Despite all this local success, David continued to look outside. "The years passed and I realized that I was much more excited to see the name of Blue Man published in an Italian magazine than in a national one. I was becoming totally focused on the European market."
Meanwhile, Simão was enjoying the title of the King do Jeans, which he won from his fellow Cariocas (people from Rio). His San Sebastian brand was very popular in Rio, but it did not have a national reach. David remembers times when he was the one giving the cards in the family: "When I wanted to provoke Simão, I said: Brother, you are a naughty copier! While you are respected here, I am respected out there by the same guys that you copied.” I used to speak like that to wake him up. I had guts to say that, I really had a very good concept out there, my brand was in fashion magazines all over the world." When the 1980s arrived, despite all the local popularity, San Sebastian closed, shrouded in debt. David reached out to his brother once again and from that union, another fundamental name for Brazilian fashion was born: Yes Brazil. “When Simão came to need me, I was there. I had credit, I had money and I was settled. And he was a megalomaniac who only thought about expensive suits. So I convinced him to set up a store together. At Yes Brazil, we would sell his new brand Chez Simon, and Blue Man. We opened the store and it was the biggest success in the world. It became the craziness of the moment. We dressed only young, modern, and laid-back people. Over time, he started to push me out of the game. I entered Yes Brazil and all the bikinis were in the drawers. He said: "This bikini thing doesn't fit here!" At that time of the peak of Yes Brazil, people were telling me: "Hey, your brother is awesome, huh? Biggest success! And Blue Man, are you still there in the store at number 33?". That pissed me off and I started to lose my lust for the brand. I ended up leaving Yes Brazil and opened the Blue Man store at the Ipanema Forum, which was a very fashionable address in 1983." But not everything was bad among the Azulay brothers. It was Simão who changed the Blue Man's course when the brand ran the risk of getting off track in the mid-1980s. " was exporting a lot and I think I was contaminated by the big international distributors", said David.
Blue Man swimwear exportation
"I think that because of that I forced the tropical prints - like parrots and toucans - and changed the shapes of the models. Whenever I created a new collection, I needed to adapt the models to the international market: in Italy, I had to have a smaller butt and a larger breast, in Germany it had to be one way, in France another. Each one had their modeling and that kept that vicious cycle, there was no more time for creative ideas. Worse: now when I was making a collection, I no longer had the Ipanema girl in mind , but the Italian woman. "It was Simão, who first realized the damage of this internationalization." There was all this side of competition between us, but we only wished well for each other. One day Simão saw an Italian giving advice and later he said:" You know what?

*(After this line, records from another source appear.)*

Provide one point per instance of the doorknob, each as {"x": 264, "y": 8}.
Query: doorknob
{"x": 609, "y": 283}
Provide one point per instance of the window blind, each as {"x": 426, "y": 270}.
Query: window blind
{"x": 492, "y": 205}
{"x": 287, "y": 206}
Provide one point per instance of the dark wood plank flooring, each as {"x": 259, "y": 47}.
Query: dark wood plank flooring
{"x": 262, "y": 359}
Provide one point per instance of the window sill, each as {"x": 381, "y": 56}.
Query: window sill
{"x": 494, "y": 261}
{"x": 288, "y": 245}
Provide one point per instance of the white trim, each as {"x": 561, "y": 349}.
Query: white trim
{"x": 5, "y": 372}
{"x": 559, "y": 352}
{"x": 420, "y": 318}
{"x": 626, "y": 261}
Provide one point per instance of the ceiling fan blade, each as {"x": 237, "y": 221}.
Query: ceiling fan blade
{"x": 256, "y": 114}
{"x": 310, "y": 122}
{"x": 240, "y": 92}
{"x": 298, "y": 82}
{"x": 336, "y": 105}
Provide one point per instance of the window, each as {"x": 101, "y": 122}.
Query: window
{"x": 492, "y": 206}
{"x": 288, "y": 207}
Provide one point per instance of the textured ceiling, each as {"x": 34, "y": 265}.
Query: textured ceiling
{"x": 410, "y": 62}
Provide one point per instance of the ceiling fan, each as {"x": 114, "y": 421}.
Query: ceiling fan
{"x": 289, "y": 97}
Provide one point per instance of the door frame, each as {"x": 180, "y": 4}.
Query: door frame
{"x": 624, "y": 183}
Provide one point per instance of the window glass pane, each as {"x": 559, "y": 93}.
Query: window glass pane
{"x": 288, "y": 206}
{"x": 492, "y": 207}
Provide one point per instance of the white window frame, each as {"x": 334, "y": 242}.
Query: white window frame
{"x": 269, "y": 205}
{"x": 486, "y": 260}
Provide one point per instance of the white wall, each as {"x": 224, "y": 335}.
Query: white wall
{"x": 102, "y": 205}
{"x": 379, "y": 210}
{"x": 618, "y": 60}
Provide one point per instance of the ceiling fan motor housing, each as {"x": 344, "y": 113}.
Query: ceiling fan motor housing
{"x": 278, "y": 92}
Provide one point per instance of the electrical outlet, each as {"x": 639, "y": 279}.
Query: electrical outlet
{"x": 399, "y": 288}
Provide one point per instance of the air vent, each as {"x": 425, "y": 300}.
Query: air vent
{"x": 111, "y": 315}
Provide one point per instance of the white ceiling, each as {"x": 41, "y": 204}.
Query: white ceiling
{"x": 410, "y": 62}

You are a fag too and you make the mistake in this fucking export. You are used by the gringos! You have to send them to hell! They are destroying your collection, they are all kitschy and know nothing about swimwear. Those who understand bikini are the Brazilians! Wake up! ' This made me think. Simão had a good point there, he knew that the only way to reach me was to call me a fag. It was a master move. Once again he was right. After that, I understood that Brazil was, and always will be, the best market in the world to sell a bikini. From that day on, when a gringo said: 'I don't want it like this, I want it a different way', I replied 'so ok, thank you very much, you can leave'."
Coming back to the source
David decided to re-establish the Blue Man philosophy: “I started to enter more into retail, opened a store in Rio and São Paulo, and attacked the Belo Horizonte market with all my power. If you are successful there, you are successful in the rest of Brazil. From then on, I made very Brazilian collections, totally dedicated to the girls on our beaches. I made prints inspired by marajoara, cashew nuts, bananas, watermelons, pineapples, Carmen Miranda. I used all this tropicalism from Brazil. Blue Man adopted the style it still has today: simply Brazilian".

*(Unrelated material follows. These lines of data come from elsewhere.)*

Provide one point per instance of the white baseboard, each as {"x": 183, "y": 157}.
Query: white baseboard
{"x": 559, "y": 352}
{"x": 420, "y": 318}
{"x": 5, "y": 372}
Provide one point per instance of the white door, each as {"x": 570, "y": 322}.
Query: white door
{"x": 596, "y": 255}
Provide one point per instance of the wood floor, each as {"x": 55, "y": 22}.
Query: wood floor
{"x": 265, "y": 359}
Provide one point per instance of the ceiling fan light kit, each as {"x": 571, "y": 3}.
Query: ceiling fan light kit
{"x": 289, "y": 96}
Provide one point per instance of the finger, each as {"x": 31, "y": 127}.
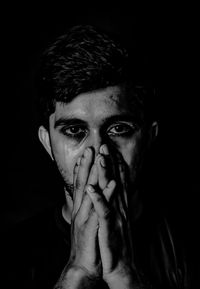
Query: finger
{"x": 81, "y": 178}
{"x": 100, "y": 204}
{"x": 102, "y": 171}
{"x": 108, "y": 192}
{"x": 85, "y": 208}
{"x": 85, "y": 211}
{"x": 93, "y": 177}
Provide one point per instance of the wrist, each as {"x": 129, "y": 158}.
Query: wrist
{"x": 75, "y": 278}
{"x": 122, "y": 278}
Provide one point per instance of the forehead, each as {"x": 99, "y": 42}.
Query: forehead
{"x": 95, "y": 105}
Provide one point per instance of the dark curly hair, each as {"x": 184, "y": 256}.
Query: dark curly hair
{"x": 82, "y": 60}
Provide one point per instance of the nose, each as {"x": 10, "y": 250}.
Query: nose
{"x": 95, "y": 141}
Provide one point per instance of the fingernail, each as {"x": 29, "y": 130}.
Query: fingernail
{"x": 103, "y": 162}
{"x": 90, "y": 189}
{"x": 78, "y": 161}
{"x": 87, "y": 151}
{"x": 104, "y": 149}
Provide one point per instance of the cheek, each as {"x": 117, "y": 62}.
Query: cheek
{"x": 65, "y": 156}
{"x": 129, "y": 153}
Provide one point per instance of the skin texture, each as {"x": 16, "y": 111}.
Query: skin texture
{"x": 97, "y": 146}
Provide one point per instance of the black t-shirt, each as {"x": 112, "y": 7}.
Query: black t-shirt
{"x": 36, "y": 251}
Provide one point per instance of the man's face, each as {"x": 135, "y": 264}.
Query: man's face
{"x": 90, "y": 120}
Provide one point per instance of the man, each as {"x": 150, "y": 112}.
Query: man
{"x": 97, "y": 124}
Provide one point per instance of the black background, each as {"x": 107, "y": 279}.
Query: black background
{"x": 167, "y": 36}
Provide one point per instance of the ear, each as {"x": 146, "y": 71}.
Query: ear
{"x": 44, "y": 137}
{"x": 153, "y": 132}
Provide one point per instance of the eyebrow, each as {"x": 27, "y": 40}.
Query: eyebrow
{"x": 67, "y": 121}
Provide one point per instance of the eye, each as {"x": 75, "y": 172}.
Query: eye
{"x": 121, "y": 129}
{"x": 74, "y": 131}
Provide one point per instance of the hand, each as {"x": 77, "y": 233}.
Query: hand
{"x": 110, "y": 203}
{"x": 84, "y": 266}
{"x": 84, "y": 226}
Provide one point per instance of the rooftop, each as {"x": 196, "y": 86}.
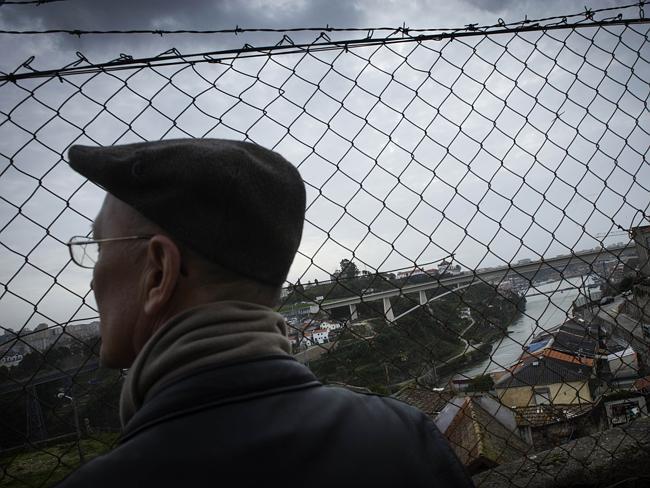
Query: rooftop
{"x": 548, "y": 369}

Throughout the 90s, David resized the company and managed to take Blue Man intact to the 2000s. "I was small on purpose. Today I have twelve own stores, six franchises, I want to work less. Sometimes, I see other brands repeating the same mistakes I did. They want to be successful abroad to strengthen their image in Brazil. It's okay to appear internationally, but I don't see bikinis of these guys here on our beaches ... Today I know: my bikini was made to be on the beach and not in a foreign fashion magazine!"
Timeline and Blueman brand evolution:
the Blue Man brand is almost 50 years old. Below we present some important facts.
1973 In the '70s, David Azulay creates a jeans thong bikini, which was photographed on the tanned body of the Ipanema beach muse, the supermodel Rose di Primo for the magazine Manchete.
1974 The Blue Man brand was born, opening its doors to 33 Rua Santa Clara in Copacabana, with a team of 14 people. And the creations started to roll like a Rolling Stone ... The American flag bikini was such a striking, visual and commercial sensation, that it was photographed for the covers of the North American Weekly Times and Status Magazine.
1975 The new brand quickly seduced the most beautiful women on the Brazilian beaches, translating the spirit of the time into tiny strategic triangles with satin pop applications: Wow! Flash Gordon. Get Stoned ... While participating in its first Moda Rio fair, 150 thousand pieces are sold!
1976 Stamping tests begin. Mouth-to-mouth advertising brings unexpected results, it attracts beauties and beasts, the first buyers from abroad and the interest of photographers and producers in the outlined avant-garde style. The brand's 3rd best seller is the denim bikini with a shabby print.
1977 Participation in the Salon of Lgedo, Dusseldorf.
1978 Paris Prêt-a-Porter Salon and Milan Fashion Salon.
1979 Ecological and tropical, the style evolves with the colors of Brazil: Amazonas, Jaguar, Floral, Waterfall, Seabed, Fruit Salad, Desert, Night and Day, Cashew, Toucan, Parakeet, Xingu ...
1980 Blue Man focuses to develop a product that perfectly synthesizes the Rio beach. Introduction of export modeling. American magazine Sports Illustrated photographs several Blue Man models in Amazonas and Bahia.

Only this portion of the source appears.